O Estado Contemporâneo, em sua essência, representa o Estado Democrático de Direito, no qual devemos encontrar a segurança jurídica por intermédio das normas pré-estabelecidas em nosso texto constitucional, que por sua vez, são guiadas por princípios teleológicos que visem a busca do bem-estar social através da garantia dos direitos fundamentais, servindo como esteio para o que se habituou chamar de dignidade humana.

Nossa carta magna, em artigo 1º, inciso III, estabeleceu que a dignidade da pessoa humana é um dos fundamentos da República Federativa do Brasil, ficando patente no presente texto nosso posicionamento que há um enorme distanciamento entre o pretendido e obtido, havendo total ausência de nexo causalidade entre o antecedente e o consequente.

Fica patente em nosso ordenamento constitucional que o ser humano é o objetivo primordial de todo o ordenamento constitucional, dando fundamento para todo o sistema, de forma que seja efetivada em toda a sua amplitude esta proteção, mas que, como vimos, acaba por frustrar os idealistas ante a realidade atual do Estado Contemporâneo brasileiro.

Do que pudemos constatar, a dignidade da pessoa humana constitui o arcabouço de todo instrumento jurídico democrático, para que se alcance a liberdade e igualdade, fonte dos direitos fundamentais, ficando nítido o divórcio entre a pretensão e o resultado quando não se consegue prover um mínimo existencial, que está, conforme nossas observações, distante, até mesmo de um mínimo vital e muito mais próximo de um medíocre mínimo possível, frustrando a construção do verdadeiro Estado Democrático de Direito.

Apesar de tais considerações, e até mesmo de medidas ditas paliativas, o caminho da inclusão social para receber os desiguais e os hipossuficientes representa parte do respeito que se deve à dignidade humana.

Neste sentido, faz-se mister a observância do mínimo necessário para a garantia dessa propalada e pretendida dignidade humana como meio de atingimento do respeito aos direitos mais fundamentais.

Do contexto aqui apresentado, fica patente a crise de governabilidade gerada pelos dispositivos constitucionais positivados em nossa CF/88, que trouxeram enorme ônus pelas garantias a esses direitos sociais, que são os meios para a aplicabilidade legal, pois se efetivam através de serviços prestacionais nas diversas áreas sociais de forma a visar o bem-comum.

Trata-se de tarefa de difícil execução, impondo aos governantes a verdadeira Espada de Dámocles ante a escassez de recursos, aliada à gestão temerária dos referidos recursos e a necessidade de viabilização dos direitos sociais (condicionados, por sua vez, à existência de recursos orçamentários que permitam tal desiderato), restando um entendimento que o Estado apesar de ser obrigado a cumprir as normas garantidoras de prestações sociais e de ter assumido tais compromissos, poderá se omitir a tal obrigação, sob a alegação de indisponibilidade ou escassez de recursos, não tendo no entanto, capacidade de revisão de seu papel e do caos gerencial da coisa pública.

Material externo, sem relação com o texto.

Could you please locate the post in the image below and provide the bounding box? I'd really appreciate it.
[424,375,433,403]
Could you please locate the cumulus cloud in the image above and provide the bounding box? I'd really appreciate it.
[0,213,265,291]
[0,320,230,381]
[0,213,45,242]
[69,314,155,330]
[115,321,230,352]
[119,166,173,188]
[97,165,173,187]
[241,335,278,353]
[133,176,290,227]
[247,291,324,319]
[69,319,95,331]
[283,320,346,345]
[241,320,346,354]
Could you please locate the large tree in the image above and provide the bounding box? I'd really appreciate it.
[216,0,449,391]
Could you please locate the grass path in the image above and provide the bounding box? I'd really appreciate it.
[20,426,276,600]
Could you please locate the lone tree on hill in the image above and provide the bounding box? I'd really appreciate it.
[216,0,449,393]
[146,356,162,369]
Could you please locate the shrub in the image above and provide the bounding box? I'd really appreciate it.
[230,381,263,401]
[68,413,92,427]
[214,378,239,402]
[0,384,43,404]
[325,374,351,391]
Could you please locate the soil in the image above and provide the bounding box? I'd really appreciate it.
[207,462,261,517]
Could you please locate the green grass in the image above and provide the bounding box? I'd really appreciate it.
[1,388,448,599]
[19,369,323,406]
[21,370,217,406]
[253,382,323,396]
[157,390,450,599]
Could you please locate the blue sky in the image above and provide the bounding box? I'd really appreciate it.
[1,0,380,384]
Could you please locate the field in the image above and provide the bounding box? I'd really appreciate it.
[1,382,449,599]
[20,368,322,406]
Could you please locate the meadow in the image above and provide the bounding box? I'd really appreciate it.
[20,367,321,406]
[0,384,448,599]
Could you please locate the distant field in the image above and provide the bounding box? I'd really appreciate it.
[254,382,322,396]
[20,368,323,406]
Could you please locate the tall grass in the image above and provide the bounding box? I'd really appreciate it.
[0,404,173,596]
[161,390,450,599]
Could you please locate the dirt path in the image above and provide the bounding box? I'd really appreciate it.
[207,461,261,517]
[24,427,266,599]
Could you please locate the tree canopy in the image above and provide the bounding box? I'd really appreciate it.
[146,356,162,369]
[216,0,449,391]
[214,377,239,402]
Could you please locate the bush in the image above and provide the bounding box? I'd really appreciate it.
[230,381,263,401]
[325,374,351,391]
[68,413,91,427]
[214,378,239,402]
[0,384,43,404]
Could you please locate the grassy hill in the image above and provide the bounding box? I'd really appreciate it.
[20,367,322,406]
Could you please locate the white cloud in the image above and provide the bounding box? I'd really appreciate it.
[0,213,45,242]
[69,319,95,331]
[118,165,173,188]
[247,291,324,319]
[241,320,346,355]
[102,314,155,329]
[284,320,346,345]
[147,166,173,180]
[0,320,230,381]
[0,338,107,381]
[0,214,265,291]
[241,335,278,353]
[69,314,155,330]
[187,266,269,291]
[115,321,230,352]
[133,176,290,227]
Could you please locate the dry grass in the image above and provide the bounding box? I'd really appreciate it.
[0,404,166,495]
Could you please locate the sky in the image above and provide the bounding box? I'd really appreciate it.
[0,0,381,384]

Parece-nos, em grau de conclusão, que tal fim só será possível quando o Estado Contemporâneo brasileiro adequar-se a essa realidade, não se limitando ao medíocre atendimento do mínimo vital ou da comentada reserva do possível, devendo formular (e cumprir) políticas sociais exequíveis e agindo com responsabilidade no sentido do Estado deve adequar ao seu papel constitucional, ou seja, formular políticas públicas sociais para que possa planejar com responsabilidade as ações, evitando, com isso, a redução de serviços prestacionais sociais essenciais, assegurando ao menos a garantia do mínimo existencial, que em síntese, representa a menor porção necessária para se manter a dignidade humana.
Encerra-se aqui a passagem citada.